"EU muss mehr für eigene Sicherheit tun"

Interview am 08.03.2013 im Parlament mit Gerald Klug, Verteidigungsminister
Verteidigungsminister Klug fordert mehr gemeinsame Militär-Kooperationen in Europa.

KURIER: Herr Bundesminister, im Nahen Osten eskaliert die Gewalt. Rund 170 österreichische Soldaten sind im Südlibanon stationiert. Sind unsere UNO-Soldaten in Gefahr?

Gerald Klug: Die UNO setzt Sicherheitsmaßnahmen, die Schutzvorkehrungen sind erhöht worden. Wir sind in ständigem Kontakt mit den Soldaten und dem Streitkräftekommando.

Ist ein neues Engagement Österreichs im Nahen Osten geplant, eine Rückkehr auf den Golan?

Die gemeinsame Entscheidung, die Soldaten vom Golan abzuziehen, hatte gute Gründe. Ich fühle mich aufgrund der Entwicklung in unserer Entscheidung bestätigt. Unser Schwerpunkt für das Auslandsengagement bleibt der Westbalkan mit rund 800 Soldaten.

Wann gehen die Einsätze in Bosnien und Kosovo zu Ende?

Die Mission ist noch nicht erfolgreich abgeschlossen. Mit unserer Präsenz signalisieren wir, dass wir ein verlässlicher internationaler Truppensteller und ein Partner in der Region sind.

Die EU will sich eine neue Sicherheitsstrategie geben. Warum?

Es gibt einen Auftrag der Staats- und Regierungschefs an die Hohe Beauftragte für die Sicherheits- und Verteidigungspolitik bis Mitte 2015 einen Bericht zur sicherheitspolitischen Lage vorzulegen. Ein Österreicher, Brigadier Johann Frank, koordiniert den Thinktank der 28 Mitgliedsländer zur EU-Sicherheitsstrategie. Die Zeit ist reif für eine neue europäische Sicherheitsstrategie, die alte stammt aus dem Jahr 2003. Die Sicherheitslage im europäischen Umfeld hat sich maßgeblich verändert: Ukraine, Syrien, Naher Osten, die Folgen des Arabischen Frühlings. Dazu kommen knappe Budgets.

Was soll der Inhalt sein?

Zentrales Element werden Kooperationen sein, daran führt kein Weg vorbei. Sinkende Verteidigungsbudgets in den Ländern bergen die Gefahr eines unkontrollierten Abbaus der Fähigkeiten in ganz Europa in sich.

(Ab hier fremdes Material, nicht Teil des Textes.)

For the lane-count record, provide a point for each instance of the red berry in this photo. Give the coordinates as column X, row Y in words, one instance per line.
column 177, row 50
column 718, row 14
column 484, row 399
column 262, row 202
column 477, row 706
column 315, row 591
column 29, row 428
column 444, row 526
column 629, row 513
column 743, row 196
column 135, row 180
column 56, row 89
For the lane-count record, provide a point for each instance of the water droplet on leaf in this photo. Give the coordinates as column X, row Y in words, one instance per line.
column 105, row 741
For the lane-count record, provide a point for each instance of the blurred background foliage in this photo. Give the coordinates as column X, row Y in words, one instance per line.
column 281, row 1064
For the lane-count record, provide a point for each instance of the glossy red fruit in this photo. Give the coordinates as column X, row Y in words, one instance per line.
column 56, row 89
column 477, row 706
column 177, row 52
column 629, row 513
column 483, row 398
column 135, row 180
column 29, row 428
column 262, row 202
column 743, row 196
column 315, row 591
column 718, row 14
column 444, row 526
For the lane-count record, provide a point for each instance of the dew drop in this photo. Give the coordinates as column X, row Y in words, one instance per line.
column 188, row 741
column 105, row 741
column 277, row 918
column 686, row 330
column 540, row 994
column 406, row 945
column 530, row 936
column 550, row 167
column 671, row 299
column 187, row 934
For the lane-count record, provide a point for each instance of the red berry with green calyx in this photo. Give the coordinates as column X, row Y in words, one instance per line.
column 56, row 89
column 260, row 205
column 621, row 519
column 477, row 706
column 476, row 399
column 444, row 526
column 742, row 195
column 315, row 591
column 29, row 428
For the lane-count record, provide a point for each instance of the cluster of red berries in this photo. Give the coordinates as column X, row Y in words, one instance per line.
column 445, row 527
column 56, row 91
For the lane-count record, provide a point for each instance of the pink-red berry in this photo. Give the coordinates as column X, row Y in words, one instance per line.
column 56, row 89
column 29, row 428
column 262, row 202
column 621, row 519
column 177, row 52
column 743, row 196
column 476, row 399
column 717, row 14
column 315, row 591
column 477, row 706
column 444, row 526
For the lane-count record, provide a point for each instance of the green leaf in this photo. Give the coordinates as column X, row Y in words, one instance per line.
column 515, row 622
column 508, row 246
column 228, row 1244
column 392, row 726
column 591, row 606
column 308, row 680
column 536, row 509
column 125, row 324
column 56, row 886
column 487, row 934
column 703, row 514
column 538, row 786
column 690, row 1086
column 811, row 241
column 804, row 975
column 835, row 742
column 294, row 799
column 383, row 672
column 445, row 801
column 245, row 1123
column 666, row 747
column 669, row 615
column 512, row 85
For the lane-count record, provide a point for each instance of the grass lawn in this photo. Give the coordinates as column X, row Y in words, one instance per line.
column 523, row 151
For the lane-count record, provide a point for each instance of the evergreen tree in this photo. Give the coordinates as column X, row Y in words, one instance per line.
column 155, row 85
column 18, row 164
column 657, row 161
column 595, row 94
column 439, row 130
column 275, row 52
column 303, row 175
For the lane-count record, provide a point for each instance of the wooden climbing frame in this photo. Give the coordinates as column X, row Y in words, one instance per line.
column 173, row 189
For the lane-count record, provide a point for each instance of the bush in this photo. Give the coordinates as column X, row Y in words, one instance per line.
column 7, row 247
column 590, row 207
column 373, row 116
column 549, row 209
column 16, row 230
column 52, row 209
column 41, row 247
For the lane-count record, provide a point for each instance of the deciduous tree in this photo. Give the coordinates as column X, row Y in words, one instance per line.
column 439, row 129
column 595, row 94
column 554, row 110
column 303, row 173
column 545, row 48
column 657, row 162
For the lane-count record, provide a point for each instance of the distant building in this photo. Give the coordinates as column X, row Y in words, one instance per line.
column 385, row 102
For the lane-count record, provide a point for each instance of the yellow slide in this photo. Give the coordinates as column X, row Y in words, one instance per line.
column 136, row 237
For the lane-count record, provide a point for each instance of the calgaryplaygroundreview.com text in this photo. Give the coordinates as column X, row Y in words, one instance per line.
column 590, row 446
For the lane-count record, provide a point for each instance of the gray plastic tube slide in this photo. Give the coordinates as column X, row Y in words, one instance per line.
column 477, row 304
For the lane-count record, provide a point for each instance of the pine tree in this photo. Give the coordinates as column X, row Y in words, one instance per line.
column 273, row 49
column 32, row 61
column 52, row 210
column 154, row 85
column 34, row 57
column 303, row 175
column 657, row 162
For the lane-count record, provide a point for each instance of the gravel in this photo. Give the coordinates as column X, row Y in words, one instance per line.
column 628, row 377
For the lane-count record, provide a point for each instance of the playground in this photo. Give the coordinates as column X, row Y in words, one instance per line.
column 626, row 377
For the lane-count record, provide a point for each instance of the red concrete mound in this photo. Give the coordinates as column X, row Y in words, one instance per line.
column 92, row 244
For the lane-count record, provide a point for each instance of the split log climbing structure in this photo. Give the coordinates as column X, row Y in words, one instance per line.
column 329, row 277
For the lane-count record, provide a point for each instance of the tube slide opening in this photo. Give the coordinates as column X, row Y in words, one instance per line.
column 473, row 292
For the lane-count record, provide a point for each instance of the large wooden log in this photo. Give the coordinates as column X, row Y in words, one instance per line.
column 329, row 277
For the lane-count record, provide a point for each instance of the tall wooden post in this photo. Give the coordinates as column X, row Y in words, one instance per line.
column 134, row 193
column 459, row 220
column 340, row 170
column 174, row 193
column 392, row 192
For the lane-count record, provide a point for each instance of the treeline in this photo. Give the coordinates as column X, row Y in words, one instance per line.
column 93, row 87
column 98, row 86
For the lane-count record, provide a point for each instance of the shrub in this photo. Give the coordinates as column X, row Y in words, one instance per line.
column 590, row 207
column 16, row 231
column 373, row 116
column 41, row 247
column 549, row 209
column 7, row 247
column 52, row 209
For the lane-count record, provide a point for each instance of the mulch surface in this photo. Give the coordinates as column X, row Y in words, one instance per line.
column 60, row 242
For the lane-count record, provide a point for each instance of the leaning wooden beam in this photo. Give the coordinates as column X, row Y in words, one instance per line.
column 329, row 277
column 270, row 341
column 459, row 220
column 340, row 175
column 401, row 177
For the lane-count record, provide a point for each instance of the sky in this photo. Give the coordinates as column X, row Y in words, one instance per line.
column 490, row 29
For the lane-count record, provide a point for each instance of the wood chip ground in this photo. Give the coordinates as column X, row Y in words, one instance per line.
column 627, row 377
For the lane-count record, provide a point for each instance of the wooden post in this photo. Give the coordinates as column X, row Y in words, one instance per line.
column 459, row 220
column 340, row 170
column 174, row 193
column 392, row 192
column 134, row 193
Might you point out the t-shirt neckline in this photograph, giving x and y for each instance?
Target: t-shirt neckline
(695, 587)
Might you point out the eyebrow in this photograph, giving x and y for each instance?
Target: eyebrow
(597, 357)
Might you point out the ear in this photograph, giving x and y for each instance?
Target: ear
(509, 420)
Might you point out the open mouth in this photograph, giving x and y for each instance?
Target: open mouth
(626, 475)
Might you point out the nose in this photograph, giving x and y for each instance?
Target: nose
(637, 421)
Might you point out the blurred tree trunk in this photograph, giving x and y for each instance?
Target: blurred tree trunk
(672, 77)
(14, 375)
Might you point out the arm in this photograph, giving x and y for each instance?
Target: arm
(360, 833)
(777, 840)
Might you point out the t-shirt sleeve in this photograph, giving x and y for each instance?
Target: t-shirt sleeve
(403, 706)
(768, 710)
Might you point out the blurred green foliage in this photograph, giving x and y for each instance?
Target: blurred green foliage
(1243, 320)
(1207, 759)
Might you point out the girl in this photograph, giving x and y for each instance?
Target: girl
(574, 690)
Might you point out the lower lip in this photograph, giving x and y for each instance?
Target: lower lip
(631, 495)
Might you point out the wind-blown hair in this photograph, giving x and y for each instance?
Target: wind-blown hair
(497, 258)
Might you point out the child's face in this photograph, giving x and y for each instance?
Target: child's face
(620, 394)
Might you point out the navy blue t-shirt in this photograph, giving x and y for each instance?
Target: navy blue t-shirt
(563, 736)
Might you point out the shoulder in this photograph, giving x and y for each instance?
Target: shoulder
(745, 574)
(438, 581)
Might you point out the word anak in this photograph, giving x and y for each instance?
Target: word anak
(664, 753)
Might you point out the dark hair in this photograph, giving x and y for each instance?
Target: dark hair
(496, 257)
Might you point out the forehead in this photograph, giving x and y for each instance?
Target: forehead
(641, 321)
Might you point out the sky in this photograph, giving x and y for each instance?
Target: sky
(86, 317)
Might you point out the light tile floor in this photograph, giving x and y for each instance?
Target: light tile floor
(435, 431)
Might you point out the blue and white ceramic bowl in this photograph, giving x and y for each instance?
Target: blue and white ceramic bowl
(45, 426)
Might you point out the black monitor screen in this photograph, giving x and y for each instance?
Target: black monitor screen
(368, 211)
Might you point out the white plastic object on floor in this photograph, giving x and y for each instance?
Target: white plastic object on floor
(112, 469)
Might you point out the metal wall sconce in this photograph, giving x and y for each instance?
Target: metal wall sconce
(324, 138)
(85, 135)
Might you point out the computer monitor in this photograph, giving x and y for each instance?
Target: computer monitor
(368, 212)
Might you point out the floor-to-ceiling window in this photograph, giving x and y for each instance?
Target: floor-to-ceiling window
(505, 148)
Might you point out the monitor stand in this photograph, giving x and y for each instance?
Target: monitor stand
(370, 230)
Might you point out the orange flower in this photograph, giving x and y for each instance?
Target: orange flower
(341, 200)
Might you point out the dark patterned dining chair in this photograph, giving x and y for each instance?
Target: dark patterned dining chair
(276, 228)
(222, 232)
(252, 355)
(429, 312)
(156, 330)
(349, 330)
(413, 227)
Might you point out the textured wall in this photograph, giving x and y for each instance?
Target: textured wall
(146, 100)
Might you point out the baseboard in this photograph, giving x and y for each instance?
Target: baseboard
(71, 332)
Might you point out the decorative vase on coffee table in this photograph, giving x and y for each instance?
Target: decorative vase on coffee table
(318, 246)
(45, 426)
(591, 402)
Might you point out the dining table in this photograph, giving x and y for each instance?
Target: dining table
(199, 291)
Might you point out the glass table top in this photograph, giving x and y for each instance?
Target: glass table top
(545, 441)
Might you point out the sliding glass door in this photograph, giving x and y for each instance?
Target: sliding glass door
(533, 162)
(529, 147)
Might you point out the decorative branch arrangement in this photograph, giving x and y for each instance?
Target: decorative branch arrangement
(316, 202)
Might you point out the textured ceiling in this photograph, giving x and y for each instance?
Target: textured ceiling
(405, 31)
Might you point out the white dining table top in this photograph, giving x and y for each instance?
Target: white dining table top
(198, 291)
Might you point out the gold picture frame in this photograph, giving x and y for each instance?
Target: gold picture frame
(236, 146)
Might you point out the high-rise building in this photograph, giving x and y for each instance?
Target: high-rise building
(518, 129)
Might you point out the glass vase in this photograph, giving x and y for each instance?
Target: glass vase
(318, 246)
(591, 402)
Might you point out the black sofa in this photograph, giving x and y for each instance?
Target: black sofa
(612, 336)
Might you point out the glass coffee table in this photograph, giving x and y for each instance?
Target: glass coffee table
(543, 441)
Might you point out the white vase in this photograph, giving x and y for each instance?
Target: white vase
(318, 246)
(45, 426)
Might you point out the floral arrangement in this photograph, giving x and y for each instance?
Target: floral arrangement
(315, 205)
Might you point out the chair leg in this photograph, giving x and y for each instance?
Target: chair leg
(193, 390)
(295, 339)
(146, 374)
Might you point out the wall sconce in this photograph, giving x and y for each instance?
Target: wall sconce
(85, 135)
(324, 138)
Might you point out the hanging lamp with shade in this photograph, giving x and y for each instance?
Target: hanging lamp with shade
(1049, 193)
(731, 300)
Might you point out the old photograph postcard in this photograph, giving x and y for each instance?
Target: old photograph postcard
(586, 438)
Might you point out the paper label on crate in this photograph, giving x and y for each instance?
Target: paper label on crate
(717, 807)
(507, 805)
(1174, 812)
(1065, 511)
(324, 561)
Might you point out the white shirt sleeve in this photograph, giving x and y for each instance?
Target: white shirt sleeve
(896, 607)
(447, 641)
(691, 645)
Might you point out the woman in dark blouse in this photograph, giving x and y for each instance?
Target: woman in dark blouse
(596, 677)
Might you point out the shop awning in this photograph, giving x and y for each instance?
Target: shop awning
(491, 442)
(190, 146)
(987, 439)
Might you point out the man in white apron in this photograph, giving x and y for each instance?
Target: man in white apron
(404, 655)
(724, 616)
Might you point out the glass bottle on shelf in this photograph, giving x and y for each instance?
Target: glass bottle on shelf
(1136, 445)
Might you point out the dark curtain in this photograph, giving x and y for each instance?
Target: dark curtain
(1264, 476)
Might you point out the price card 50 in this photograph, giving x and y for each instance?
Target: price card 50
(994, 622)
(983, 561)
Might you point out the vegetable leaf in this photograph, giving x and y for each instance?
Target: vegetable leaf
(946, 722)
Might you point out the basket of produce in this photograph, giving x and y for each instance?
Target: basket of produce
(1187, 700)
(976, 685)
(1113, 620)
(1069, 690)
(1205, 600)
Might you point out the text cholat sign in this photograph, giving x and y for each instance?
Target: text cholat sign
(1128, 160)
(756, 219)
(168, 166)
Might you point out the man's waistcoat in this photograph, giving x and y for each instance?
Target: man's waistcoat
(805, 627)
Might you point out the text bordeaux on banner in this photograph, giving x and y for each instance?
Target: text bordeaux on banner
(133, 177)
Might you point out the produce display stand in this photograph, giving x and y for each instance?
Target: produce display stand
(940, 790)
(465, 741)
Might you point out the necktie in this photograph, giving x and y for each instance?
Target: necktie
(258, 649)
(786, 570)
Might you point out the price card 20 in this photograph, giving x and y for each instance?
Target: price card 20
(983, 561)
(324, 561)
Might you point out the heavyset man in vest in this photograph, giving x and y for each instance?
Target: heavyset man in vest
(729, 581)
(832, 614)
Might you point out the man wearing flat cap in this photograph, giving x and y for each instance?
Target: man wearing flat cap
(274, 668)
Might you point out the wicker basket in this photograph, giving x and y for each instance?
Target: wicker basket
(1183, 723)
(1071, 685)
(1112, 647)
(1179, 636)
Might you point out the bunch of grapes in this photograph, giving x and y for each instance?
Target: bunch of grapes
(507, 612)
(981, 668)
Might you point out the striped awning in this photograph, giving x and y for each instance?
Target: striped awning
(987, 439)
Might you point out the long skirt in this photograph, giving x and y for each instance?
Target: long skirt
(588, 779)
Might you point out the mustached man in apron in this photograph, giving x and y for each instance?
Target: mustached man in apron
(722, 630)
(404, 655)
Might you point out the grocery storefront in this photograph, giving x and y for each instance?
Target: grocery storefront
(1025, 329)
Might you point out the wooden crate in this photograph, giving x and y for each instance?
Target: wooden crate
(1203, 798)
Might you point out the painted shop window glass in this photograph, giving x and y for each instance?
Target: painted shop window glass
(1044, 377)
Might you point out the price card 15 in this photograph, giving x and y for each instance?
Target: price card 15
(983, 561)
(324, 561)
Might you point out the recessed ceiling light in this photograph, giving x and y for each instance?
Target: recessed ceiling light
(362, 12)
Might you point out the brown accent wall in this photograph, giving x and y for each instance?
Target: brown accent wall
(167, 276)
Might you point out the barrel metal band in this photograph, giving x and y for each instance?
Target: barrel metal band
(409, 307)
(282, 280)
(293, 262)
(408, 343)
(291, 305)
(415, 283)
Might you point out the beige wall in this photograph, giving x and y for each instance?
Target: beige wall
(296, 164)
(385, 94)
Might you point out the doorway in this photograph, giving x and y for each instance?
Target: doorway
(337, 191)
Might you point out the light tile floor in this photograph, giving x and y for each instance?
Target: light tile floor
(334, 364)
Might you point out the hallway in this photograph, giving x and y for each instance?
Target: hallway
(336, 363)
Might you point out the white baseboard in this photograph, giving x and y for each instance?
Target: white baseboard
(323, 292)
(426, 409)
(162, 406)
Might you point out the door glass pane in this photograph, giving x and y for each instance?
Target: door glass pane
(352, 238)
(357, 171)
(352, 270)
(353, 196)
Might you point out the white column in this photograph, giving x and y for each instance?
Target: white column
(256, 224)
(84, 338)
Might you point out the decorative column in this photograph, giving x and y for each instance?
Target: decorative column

Sehen die anderen EU-Staaten das auch so?

Alle Experten argumentieren, dass die EU künftig mehr für ihre eigene Sicherheit tun muss, nicht nur, weil sich die USA Richtung Asien zurückziehen. Das wird bedeuten, die Kooperationen untereinander zu intensivieren. Die EU-Staaten gaben 2012 rund 190 Milliarden Euro für Verteidigung aus. Das ist mehr als China, Russland und Brasilien zusammen. Dieses Kapital muss besser eingesetzt werden.

Erwarten Sie neue Einsätze der EU im Ausland?

Europa wird sich stärker zu Friedensmissionen bekennen müssen. Europa muss dort für Stabilität sorgen, wo Krisen entstehen. Missionen auf dem afrikanischen Kontinent werden an Bedeutung gewinnen, auch militärische.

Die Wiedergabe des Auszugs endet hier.